Our team has decided to use Kafka and I think it does not fit the use case since Kafka is best suitable for streaming data. Instead we could have been better off with traditional message model as well. Though Kafka does provide ordering per partition, the same can be achieved on a traditional messaging system if the number of messages Is low and sources of data is also low. Would that be a fair statement ?
We are using Kafka streams for processing the data and the processing requires that we do lookups to external systems. If the external systems are not available then we stop processing and automatically deliver messages to target systems when the external lookup systems are available.
At the moment, we stop processing by continuously looping in the middle of a processing and checking if the systems are available.
a) Is that the best way to stop stream midway while processing so that it doesn't pick up any more messages ?
b) Are data stream frameworks even designed to be stopped or paused midway so they stop consuming the stream completely for some time ?
Regarding your point 2:
a) Is that the best way to stop stream midway while processing so that it doesn't pick up any more messages ?
If, as in your case, you have a very low incoming data rate (a few records per minute), then it might be ok to pause processing an input stream when required dependency systems are not available currently.
In Kafka Streams the preferable API to implement such a behavior -- which, as you are alluding to yourself, is not really a recommended pattern -- is the Processor API.
Even so there are a couple of important questions you need to answer yourself, such as:
What is the desired/required behavior of your stream processing application if the external systems are down for extended periods of time?
Could the incoming data rate increase at some point, which could mean that you would need to abandon the pausing approach above?
But again, if pausing is what you want or need to do, then you can give it a try.
b) Are data stream frameworks even designed to be stopped or paused midway so they stop consuming the stream completely for some time ?
Some stream processing tools allow you to do that. Whether it's the best pattern to use them is a different question.

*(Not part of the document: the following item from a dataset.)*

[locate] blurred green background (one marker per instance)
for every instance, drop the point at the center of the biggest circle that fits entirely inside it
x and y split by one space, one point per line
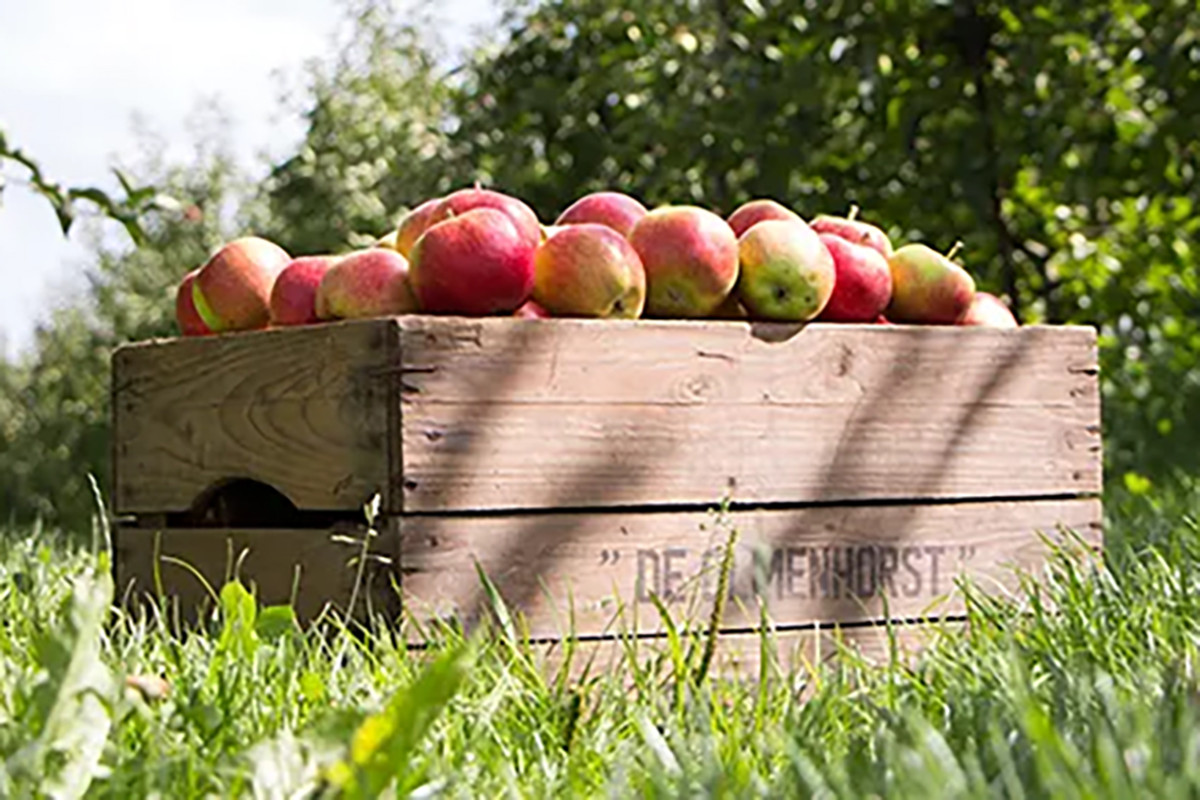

For instance, you could also consider the following alternative: You could automatically ingest the external systems' data into Kafka, too, for example via Kafka's built-in Kafka Connect framework. Then, in Kafka Streams, you could read this exported data into a KTable (think of this KTable as a continuously updated cache of the latest data from your external system), and then perform a stream-table join between your original, low-rate input stream and this KTable. Such stream-table joins are a common (and recommended) pattern to enrich an incoming data stream with side data (disclaimer: I wrote this article); for example, to enrich a stream of user click events with the latest user profile information. One of the advantages of this approach -- compared to your current setup of querying external systems combined with a pausing behavior -- is that your stream processing application would be decoupled from the availability (and scalability) of your external systems.
is only a fair statement for traditional message brokers when there is a single consumer (i.e. an exclusive queue). As soon as the queue is shared by more than one consumer, there will be the possibility of out of order delivery of messages. This is because any one consumer might fail to processes and ACK a message resulting in the message being put back at the head of the shared queue, and subsequently delivered (out of order) to another consumer. Kafka guarantees in order parallel consumption across multiple consumers using topic partitions (which are not present in traditional message brokers).